I was loosing patience and tired of drilling so I yelled down to my partners, Jim Bridwell and Dale Bard, “let’s not haul from here, let’s just climb through and fix ropes. It’s taking too long to get the bolts in and I’m out of bits. Is it ok to belay off off 5 equalized rurps and a rivet?” Although this may seem ridicules [sic] the seam that the rurps were in was harder than a W*****’s heart and quite solid. Besides nothing like that had ever been done before to my knowledge and the pure novelty of it … I thought. Thankfully Dale strongly protested, as he would be the one cleaning the pitch so I slogged on and put in a 1” bolt, still very substandard for a belay, and backed it up with a rivet. The drilling must have taken an additional half-hour.

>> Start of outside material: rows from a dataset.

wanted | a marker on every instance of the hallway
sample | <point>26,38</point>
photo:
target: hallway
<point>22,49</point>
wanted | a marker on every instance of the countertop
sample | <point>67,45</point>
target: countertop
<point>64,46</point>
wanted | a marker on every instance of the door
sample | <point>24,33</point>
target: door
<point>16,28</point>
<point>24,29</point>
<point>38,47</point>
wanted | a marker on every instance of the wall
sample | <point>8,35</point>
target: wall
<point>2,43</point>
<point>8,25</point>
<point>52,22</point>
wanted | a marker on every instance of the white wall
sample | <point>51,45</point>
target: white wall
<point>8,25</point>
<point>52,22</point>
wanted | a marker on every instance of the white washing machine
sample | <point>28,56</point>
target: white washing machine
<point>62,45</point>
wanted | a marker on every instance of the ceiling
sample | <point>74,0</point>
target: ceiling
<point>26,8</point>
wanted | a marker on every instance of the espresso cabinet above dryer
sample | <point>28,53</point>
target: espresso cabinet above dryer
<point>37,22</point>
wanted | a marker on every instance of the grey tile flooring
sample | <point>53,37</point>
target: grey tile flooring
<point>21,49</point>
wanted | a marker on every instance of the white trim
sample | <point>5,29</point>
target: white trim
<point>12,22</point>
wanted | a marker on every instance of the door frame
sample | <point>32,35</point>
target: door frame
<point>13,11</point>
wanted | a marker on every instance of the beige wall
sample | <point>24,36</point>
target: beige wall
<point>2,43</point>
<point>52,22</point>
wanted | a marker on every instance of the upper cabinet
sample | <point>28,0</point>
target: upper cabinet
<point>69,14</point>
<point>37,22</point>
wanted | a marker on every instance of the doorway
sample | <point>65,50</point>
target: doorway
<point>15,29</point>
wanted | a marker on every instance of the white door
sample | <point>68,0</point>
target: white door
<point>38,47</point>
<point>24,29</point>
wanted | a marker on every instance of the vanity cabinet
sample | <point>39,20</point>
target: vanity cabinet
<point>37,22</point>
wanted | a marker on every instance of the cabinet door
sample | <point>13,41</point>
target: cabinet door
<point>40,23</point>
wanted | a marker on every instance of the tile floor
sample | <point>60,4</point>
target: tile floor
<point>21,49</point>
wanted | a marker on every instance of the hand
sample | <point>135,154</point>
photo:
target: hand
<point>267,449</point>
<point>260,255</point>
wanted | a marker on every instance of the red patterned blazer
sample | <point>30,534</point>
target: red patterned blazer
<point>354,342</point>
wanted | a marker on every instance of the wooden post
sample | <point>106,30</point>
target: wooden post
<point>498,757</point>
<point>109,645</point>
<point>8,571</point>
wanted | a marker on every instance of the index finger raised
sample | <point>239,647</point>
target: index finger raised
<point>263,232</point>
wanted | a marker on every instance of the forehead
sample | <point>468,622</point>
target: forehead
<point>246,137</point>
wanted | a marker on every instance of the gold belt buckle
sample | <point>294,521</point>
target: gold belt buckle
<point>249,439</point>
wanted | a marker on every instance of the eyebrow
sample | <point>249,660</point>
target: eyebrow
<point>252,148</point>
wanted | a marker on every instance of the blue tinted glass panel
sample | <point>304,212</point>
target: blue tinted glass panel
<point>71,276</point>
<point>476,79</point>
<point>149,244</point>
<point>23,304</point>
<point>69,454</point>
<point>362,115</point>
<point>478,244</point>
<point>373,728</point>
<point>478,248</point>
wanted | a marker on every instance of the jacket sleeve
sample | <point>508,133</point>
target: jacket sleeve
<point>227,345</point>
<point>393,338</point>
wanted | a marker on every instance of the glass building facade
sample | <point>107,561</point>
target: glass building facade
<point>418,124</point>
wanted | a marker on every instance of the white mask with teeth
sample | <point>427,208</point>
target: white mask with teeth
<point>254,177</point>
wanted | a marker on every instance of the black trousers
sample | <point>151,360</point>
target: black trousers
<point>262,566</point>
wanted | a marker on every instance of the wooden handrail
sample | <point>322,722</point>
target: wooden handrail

I knew that when Dale reached the anchors it would be an amazing photo op so I brought up the camera on the tag line and got positioned. Unfortunately it was so windy that when the time came one of my aiders blew up into the image and there was no way to stage his reaction so that’s why there’s this big blur in the photo behind his head.

I'm not questioning the pro. In a picture like this I can't tell if those are rurps or knifeblades. What I'm questioning is how the pro is strung together. The series clove hitch method seen in this photo has been superseded by multiple other anchors that equalize and allow no extension if a piece fails. Climbing trad on limestone choss has taught me that overall, you want to spread the load between multiple pieces and also most importantly as mentioned above, allows minimal extension. For example, if each of those pieces would hold 5kn, and were subjected to 7kn load, each would fail in series. However if equalized, 5 pieces at 5kn could hold 25kn in a perfect environment. In the real world because perfect equalization is impossible, the sharing would be less than ideal. However if each holds 2kn and one gets 1kn, our 7kn is absorbed.
Disclaimer
If poor equalization occures and the weakest/highest loaded piece fails, the remaining pieces can share the load and the anchor holds. Not to mention the fact that inan anchor with low extension the piece that fails will probably just slip a bit until the others become loaded more.
2nd disclaimer
I'm sure one can find a way to make any ideal (or lest than ideal) anchor setup fail. My point still stands, if you don't know how to build a better anchor of good or bad gear better then cloving them in series, I'm not climbing with you anymore unless you learn how do do it better.